— Та-ак… — проговорил наконец Высоцкий и, скосив глаза на писаря, приказал: — Следующий!
— Губельман! — вызвал писарь.
— Ага-а! — сощурив глаза, Высоцкий пристально посмотрел на вышедшего из строя Минея Израилевича. — Это и есть Губельман? Та-ак… — Он перевел взгляд на статейный список и, явно избегая местоимений, спросил уже в третьем лице: — Судимость Губельмана?
Гордо вскинув голову, Миней Израилевич смерил начальника презрительным взглядом и, не повышая голоса, ответил:
— Из чувства солидарности с товарищами, брошенными в карцеры, я также отказываюсь отвечать!
Оловянные глазки Высоцкого злобно вспыхнули, а сам он, опираясь Руками о стол, снова поднялся со стула и, глаз не сводя с Губельмана, прохрипел срывающимся на визг голосом:
— Эт-то что такое?.. Сговор? Бунт? Не нравится? Привыкли к этой… богадельне! — И, хлопнув ладонью по столу, резко обернулся к Чемоданову: — Вот до чего довели тюрьму!
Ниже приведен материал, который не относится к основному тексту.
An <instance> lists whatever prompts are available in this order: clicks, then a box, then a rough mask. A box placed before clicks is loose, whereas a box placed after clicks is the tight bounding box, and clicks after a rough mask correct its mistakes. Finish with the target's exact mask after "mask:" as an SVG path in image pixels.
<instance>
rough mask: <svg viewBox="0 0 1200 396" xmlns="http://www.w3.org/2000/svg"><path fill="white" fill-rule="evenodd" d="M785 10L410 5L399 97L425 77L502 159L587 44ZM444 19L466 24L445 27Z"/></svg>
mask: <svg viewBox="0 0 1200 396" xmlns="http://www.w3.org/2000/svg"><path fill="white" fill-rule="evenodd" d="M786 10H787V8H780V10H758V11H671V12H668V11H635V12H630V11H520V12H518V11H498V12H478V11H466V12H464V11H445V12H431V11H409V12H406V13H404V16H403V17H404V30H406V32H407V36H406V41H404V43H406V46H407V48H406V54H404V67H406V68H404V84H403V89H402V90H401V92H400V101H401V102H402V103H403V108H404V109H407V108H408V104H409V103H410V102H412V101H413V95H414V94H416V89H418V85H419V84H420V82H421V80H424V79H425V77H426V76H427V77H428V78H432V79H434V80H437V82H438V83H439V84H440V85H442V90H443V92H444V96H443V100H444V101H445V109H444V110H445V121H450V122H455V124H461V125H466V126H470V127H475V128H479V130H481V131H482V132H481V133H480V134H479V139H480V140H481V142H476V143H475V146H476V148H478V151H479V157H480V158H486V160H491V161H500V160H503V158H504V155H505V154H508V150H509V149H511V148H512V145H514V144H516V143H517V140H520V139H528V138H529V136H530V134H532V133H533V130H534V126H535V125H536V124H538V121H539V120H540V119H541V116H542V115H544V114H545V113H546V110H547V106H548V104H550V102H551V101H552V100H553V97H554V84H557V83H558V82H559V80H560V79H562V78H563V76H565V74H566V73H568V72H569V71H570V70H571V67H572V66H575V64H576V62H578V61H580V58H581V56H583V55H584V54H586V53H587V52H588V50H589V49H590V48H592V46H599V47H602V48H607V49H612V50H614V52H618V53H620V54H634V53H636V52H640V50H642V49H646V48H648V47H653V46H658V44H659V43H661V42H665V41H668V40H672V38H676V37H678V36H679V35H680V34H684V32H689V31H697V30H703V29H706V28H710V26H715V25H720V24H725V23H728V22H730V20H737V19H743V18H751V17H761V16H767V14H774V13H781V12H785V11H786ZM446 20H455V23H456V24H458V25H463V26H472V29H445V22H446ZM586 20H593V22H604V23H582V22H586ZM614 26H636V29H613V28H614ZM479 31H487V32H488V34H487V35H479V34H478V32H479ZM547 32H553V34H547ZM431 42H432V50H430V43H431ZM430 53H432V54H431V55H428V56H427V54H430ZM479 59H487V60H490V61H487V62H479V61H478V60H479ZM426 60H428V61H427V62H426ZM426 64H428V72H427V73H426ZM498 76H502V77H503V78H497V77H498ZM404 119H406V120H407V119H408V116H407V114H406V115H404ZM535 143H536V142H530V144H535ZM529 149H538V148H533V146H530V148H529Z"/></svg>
Полюбуйтесь, господин штабс-капитан! Это не тюрьма, а бардак!
И снова лицо его стало кирпично-бурого цвета, искрились злобой глаза, а поперек лба вздуваясь, пульсировала синяя жилка.
— Но я вам не Покровский! — орал он, грозя кулаком в сторону недвижно стоящих политических. — Я вас… вы у меня узнаете! Скоро узнаете, что здесь не гостиница, а тюрьма! Да, да, каторжная тюрьма! А вы не гимназисты здесь, а государственные преступники! Понятно вам? С этого дня здесь нет ни политических, ни уголовных, а есть ссыльнокаторжные. Завтра же всех на работу, в шахту, в разрез! К черту, к дьяволу, и никаких никому поблажек, хватит вам баклуши бить! — И к Далю: — Кто разрешил библиотеку иметь в тюрьме? Книги, запрещенные цензурой! Кто, я вас спрашиваю?
Почтительно согнувшись, Даль поднес дрожащую руку к козырьку.
— Позвольте, ваше высокоблагородие, это при Покровском открыли. Я докладывал начальнику каторги и в главное управление, его превосходительству фон Туббе, рапорт…
— Опечатать, закрыть сейчас же! Развели тут источник заразы.
— Слушаюсь, ваше высокоблагородие!
С тяжелым сердцем шагал Чугуевский, когда погнали их обратно в камеру. Он хорошо понимал, что самое трудное впереди, что это всего лишь начало настоящей каторги.
Во второй половине мая 1-й Аргунский казачий полк, в котором служил Егор Ушаков, выступил в летние лагеря. В этом году место для лагерей Аргунскому полку отвели в станице Калгинской, верст на шестьдесят южнее Горного Зерентуя.
День был праздничный, когда по улицам Сретенска походным порядком, ощетинившись пиками, двинулся полк.
Построенные по шесть всадников в ряд, сотни шли с песнями. Следом за полком по булыжной мостовой громыхали зеленые повозки полкового обоза, пулеметные тачанки, дымили походные кухни.